Capital controls have been fully removed. As of 1 September 2019, all remaining restrictions on the transfer of capital abroad were removed. Capital controls were introduced at the height of the crisis in June 2015 but had been relaxed gradually in stages since then.

The financial sector is still recovering and NPEs are being reduced. The banking sector as a whole is profitable, but banks continue to be burdened by exceptionally high levels of NPEs, which stood at €75.4 billion, or 43.6 per cent of total loans as of June 2019. The four systemic banks are addressing the problem using a variety of tools and according to targets agreed with the Bank of Greece. The new government has developed an asset protection scheme, which was approved by the European Commission (DG Comp) in October 2019. It is expected to be operational in the coming months. Under this scheme, special purpose vehicles would be set up to issue government-guaranteed bonds, allowing banks to take some of their NPEs off their balance sheets.

Further improvements have been made to the business environment. Important steps over the past year include efforts to streamline licensing and customs procedures, the introduction of one-stop shops, and progress on land and cadastral reform. Further business-friendly measures are in the pipeline of the new government’s programme. At the same time, Greece’s ranking on the World Bank’s ease of doing business assessment remains low by EU and OECD standards, reaching 79th position (out of 190 countries) in the 2020 report (down seven places from the previous year), with persistent problems in getting credit, registering property, enforcing contracts and resolving insolvency.
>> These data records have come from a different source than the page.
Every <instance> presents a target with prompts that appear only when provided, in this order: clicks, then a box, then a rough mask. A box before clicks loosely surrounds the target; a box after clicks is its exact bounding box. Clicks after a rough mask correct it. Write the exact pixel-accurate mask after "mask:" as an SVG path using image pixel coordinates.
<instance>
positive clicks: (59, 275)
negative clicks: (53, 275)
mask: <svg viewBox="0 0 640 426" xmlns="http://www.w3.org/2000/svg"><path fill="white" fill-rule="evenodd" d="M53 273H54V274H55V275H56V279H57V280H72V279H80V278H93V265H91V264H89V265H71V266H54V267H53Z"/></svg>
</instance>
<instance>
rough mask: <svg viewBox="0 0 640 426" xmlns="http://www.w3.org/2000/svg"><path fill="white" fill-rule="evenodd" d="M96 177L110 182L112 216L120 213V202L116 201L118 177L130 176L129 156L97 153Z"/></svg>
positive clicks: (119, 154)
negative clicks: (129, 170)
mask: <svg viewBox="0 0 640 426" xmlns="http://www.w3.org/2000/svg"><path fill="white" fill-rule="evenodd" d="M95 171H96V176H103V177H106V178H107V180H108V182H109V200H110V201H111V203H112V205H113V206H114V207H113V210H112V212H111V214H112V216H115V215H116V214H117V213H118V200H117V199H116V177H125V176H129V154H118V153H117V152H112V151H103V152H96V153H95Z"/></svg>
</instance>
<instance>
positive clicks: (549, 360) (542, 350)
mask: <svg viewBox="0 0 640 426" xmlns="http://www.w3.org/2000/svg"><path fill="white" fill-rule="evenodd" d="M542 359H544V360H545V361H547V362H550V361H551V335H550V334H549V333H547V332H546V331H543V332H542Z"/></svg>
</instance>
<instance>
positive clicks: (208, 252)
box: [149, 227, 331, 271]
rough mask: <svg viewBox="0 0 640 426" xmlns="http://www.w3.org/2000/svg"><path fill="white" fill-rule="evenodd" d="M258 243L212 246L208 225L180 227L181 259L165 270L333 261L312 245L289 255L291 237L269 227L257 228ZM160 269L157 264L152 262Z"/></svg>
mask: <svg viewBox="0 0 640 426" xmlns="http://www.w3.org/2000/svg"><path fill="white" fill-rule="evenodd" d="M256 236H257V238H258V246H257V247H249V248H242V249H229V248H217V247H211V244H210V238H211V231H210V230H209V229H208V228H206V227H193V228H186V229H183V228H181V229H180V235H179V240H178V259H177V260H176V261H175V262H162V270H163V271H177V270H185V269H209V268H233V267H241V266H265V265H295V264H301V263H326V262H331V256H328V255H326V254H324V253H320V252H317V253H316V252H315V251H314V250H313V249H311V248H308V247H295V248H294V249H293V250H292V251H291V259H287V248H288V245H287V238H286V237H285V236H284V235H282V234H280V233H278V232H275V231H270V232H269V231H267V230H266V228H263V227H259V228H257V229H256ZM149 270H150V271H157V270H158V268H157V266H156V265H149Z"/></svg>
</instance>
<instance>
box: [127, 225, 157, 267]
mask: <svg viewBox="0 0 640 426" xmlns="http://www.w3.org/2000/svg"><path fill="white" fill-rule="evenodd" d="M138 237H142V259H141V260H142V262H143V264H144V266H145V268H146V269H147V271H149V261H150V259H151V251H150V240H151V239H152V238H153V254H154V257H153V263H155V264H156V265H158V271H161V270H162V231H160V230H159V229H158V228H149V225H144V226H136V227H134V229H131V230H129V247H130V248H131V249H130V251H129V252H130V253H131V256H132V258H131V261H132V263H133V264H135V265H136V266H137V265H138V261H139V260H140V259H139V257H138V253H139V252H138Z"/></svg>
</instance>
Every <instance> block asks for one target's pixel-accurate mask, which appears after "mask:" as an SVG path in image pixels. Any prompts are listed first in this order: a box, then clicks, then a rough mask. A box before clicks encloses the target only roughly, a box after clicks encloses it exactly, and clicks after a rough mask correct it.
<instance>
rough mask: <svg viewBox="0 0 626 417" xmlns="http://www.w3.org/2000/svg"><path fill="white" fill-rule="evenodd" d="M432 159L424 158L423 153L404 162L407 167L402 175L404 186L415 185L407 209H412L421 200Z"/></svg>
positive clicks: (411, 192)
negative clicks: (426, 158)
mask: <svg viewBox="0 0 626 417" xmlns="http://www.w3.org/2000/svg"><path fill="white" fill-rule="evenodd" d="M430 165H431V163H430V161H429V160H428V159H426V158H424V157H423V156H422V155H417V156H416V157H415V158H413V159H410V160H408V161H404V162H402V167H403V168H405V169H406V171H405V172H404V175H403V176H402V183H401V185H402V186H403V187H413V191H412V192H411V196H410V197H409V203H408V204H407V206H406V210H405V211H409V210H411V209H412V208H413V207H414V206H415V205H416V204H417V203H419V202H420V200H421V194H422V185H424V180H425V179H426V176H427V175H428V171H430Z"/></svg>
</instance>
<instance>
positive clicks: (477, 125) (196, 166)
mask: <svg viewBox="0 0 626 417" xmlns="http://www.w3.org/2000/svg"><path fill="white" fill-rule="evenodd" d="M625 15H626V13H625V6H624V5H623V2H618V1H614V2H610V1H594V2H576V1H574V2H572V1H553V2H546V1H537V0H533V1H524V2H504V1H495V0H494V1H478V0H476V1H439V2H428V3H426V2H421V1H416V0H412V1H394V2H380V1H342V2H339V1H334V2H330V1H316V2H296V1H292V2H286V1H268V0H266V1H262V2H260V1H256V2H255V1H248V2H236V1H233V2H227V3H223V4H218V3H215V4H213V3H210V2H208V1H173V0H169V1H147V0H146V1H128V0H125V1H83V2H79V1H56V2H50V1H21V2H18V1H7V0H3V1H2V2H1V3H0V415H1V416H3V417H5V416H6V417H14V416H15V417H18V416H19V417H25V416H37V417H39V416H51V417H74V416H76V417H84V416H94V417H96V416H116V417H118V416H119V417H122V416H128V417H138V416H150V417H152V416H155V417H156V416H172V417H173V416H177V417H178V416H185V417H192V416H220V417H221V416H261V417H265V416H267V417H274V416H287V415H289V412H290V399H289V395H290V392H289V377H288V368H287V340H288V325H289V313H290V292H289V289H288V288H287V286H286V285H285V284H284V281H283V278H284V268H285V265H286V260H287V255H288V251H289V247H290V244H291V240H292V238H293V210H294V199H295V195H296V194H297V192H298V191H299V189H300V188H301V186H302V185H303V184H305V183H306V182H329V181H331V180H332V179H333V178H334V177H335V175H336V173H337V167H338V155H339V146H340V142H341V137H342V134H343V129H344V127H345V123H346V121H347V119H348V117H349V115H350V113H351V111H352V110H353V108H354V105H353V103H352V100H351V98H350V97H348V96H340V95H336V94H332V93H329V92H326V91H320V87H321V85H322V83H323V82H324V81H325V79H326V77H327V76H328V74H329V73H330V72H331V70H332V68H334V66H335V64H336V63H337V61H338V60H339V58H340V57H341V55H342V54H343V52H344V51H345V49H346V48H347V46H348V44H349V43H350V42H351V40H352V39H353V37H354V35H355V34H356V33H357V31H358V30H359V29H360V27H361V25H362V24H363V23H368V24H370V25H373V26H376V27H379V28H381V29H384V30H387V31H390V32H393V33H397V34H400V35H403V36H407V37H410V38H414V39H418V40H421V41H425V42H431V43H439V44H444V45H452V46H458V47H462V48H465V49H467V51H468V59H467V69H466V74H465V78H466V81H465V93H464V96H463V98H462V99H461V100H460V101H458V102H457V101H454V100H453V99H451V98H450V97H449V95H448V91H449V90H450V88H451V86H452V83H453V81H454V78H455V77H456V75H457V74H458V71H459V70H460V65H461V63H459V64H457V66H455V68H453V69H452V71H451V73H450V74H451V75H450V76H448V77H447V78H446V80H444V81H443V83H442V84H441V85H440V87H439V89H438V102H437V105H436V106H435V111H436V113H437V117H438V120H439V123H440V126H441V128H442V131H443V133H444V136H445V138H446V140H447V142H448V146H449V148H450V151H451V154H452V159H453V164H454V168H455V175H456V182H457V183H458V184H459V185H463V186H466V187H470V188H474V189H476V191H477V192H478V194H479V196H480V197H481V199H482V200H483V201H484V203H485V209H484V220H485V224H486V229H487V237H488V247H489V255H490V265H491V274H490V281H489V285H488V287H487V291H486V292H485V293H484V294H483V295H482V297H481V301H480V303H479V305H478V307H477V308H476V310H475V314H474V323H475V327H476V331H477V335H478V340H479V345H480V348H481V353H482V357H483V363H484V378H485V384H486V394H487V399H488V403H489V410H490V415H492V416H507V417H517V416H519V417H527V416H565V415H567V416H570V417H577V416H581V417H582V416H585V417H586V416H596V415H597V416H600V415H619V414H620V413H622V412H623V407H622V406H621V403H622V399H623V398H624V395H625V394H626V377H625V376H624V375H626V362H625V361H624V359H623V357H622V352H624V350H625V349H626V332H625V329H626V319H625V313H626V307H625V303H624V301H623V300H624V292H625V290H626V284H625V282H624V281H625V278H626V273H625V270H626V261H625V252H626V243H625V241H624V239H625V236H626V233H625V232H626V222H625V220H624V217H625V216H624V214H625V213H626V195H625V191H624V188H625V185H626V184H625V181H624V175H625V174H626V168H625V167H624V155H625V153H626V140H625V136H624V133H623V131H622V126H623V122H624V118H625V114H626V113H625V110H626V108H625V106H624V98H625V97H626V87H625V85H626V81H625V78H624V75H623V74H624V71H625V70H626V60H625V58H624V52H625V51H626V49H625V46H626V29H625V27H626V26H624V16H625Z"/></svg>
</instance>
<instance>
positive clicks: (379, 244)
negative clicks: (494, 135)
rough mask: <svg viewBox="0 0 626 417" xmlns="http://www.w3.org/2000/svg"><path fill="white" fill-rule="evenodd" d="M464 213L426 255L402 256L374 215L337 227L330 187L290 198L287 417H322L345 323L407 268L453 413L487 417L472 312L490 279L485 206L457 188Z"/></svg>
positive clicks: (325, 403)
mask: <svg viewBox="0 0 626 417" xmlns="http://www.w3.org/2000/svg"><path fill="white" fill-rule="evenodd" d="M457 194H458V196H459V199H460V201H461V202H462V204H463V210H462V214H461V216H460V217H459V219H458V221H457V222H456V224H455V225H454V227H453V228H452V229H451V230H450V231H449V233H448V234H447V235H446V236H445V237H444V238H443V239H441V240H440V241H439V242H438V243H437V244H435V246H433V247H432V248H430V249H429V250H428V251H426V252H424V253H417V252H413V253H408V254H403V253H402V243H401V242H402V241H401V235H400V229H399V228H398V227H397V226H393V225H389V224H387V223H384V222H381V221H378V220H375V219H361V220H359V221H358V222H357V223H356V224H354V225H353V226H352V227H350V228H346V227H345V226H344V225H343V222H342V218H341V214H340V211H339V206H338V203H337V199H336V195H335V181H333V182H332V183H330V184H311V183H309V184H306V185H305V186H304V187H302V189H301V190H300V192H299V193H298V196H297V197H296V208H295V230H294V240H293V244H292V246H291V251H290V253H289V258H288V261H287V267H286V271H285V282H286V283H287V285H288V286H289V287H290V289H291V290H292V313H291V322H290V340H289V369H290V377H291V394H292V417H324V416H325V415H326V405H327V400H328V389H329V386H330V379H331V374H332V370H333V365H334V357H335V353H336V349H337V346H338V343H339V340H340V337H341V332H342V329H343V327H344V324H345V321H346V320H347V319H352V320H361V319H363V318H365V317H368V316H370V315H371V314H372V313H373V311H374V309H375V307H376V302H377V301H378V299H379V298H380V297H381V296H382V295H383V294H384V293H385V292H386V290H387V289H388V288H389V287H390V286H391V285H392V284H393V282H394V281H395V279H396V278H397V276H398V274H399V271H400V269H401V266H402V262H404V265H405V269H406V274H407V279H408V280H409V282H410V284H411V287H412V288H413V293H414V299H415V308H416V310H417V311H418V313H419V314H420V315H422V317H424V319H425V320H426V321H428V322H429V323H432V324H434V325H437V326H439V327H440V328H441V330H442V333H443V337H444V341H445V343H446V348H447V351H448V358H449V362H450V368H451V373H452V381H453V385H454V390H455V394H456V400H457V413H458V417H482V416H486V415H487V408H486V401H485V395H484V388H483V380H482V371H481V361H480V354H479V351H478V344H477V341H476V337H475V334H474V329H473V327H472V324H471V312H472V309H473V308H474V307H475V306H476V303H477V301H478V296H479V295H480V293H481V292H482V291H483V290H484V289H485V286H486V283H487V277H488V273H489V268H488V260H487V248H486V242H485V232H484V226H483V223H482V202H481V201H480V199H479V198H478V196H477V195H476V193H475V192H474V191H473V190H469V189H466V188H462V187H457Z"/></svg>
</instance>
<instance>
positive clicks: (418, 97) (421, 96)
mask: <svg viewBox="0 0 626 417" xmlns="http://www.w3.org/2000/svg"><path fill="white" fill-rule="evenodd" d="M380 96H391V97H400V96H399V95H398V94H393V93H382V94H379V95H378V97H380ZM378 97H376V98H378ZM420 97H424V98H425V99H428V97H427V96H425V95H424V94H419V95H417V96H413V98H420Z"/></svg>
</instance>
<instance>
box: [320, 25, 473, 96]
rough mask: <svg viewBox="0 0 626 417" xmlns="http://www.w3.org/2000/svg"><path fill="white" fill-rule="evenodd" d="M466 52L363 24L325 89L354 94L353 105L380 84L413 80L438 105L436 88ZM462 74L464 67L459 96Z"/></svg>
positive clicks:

Governance reforms are being introduced. A key pillar of the post-programme enhanced surveillance framework is public administration reform and building a modern state. Important steps have been taken in the past year to improve the management of human resources in public institutions and the development of a more modern staff appraisal system. The new government has also signalled that governance reform will be at the heart of its programme, and has already taken steps to unify all entities that audit and oversee the activities of the government.